During the thirties, intense heat, cold and drought contended with other factors to turn the Midwest into a giant dust bowl. With the erosion of topsoil and the destruction of farmland, many lost their home, and their will to continue. Yet some still chose to stay and push forward, despite the difficulties.

These were the times that led to the publishing of books like John Steinbeck's "The Grapes of Wrath" and "Of Mice and Men;" it led to the careers of people like photographer Dorothea Lange, who photographed migrant workers, documenting the effects of the storms.

Local news reports also helped preserve the memory of these hard times. An article published in the Bowman County Pioneer on this date in 1937 didn't note the weather, but not all that caused trouble was dust. A plague of grasshoppers certainly wasn't much better. Especially giant grasshoppers!

The photo accompanying this article showed a young man who appeared to be holding a grasshopper by its long hind legs, its body stretching to half the lad's height. In his other hand, the young man clutched a shotgun. "Grasshopper shot near Dickinson, North Dakota," is hand-written on the photo.

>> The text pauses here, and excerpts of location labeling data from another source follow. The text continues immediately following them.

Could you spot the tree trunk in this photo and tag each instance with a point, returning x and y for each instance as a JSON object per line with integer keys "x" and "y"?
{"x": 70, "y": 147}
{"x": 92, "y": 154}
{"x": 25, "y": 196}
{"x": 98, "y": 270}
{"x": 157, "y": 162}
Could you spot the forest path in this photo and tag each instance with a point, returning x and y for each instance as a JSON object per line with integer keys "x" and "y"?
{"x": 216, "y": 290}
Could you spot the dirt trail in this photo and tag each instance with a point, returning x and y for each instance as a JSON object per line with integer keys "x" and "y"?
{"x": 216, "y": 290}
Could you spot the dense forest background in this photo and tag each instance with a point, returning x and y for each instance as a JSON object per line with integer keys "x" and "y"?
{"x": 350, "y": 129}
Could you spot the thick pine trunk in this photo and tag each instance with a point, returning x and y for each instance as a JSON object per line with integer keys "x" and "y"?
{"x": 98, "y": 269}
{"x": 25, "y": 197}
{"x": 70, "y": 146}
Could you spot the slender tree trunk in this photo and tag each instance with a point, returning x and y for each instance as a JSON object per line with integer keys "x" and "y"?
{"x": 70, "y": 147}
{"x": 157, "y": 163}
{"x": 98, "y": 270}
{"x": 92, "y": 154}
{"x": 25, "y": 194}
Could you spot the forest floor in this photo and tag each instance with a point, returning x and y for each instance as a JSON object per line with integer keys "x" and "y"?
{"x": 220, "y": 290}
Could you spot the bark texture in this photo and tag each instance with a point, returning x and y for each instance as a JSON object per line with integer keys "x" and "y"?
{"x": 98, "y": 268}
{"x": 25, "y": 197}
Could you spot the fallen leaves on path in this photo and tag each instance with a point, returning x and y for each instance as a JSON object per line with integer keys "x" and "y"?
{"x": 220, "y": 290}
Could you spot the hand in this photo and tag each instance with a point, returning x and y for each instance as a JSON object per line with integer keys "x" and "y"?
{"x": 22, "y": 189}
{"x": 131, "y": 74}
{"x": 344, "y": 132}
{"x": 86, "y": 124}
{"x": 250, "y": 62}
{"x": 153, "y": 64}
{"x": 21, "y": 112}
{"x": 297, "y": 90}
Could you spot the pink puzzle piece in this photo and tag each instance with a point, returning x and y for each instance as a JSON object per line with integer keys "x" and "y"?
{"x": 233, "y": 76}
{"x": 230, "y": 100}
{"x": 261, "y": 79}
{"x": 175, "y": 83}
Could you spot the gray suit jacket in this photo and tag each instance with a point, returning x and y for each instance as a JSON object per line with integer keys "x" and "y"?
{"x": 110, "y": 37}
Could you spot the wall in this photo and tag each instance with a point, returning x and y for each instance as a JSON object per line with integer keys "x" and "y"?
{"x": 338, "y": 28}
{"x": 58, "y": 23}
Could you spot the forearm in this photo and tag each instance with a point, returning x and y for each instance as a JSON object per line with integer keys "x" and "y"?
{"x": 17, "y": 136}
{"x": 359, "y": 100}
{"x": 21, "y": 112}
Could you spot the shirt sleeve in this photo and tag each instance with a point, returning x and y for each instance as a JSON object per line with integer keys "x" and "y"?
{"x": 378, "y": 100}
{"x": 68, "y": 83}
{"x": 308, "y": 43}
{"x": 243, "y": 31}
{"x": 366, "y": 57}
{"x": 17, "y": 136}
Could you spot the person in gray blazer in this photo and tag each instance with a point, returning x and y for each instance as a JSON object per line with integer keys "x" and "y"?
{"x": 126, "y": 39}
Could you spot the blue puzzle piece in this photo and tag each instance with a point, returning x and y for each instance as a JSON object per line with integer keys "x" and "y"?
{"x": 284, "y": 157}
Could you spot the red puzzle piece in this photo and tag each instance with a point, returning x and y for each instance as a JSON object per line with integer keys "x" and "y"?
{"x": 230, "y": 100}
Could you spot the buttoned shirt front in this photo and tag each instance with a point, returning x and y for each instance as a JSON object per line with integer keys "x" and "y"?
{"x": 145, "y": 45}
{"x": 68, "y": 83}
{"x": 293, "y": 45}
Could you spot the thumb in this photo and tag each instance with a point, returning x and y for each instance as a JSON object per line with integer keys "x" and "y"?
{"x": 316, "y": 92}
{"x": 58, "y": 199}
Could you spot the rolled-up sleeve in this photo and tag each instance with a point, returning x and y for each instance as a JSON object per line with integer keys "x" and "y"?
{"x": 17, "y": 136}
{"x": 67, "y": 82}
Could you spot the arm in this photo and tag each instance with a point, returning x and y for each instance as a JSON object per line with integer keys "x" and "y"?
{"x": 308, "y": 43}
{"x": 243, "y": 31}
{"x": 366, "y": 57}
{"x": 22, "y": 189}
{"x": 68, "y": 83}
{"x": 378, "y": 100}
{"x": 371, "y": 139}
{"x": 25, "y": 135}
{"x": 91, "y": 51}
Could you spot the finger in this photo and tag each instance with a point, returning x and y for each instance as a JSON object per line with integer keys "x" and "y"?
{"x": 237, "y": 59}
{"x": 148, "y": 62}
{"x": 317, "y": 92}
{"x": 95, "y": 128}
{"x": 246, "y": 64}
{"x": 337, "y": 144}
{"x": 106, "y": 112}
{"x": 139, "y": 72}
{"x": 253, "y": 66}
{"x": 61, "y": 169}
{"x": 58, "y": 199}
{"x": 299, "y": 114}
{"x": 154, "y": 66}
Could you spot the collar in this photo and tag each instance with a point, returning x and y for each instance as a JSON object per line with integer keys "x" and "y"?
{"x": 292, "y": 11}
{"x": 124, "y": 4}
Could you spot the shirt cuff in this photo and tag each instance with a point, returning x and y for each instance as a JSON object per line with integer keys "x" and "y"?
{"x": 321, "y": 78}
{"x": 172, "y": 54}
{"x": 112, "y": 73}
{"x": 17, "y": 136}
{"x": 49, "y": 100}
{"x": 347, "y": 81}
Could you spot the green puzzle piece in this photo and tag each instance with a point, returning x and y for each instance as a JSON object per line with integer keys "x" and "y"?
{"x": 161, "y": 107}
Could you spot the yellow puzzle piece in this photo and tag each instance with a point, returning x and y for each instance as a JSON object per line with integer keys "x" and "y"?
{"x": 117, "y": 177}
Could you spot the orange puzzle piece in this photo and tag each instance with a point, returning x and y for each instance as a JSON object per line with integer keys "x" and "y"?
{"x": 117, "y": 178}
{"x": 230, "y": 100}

The article stated: "Many [grasshoppers] have been killed; but it is impossible to get them without a heavy caliber rifle ... A few have been captured alive; but only after great risk to life and limb. It is impossible to completely tame a wild grasshopper."

Continuing the fiction, the article reported that one young man was interested in bronco riding, so he decided to train some of the larger grasshoppers to use as bucking horses in a rodeo at the 1938 Slope County fair.

Placed in a newspaper in the midst of a hard, economically challenged climate, in an all but ruined farmland, this Paul Bunyon-style story would have raised some eyebrows back East.

For those who may have remained worried, the editor included this note of reassurance: "...The picture is not all that it seems. Had the grasshoppers grown as large in North Dakota as this one, the editor would no longer be here to write this stuff."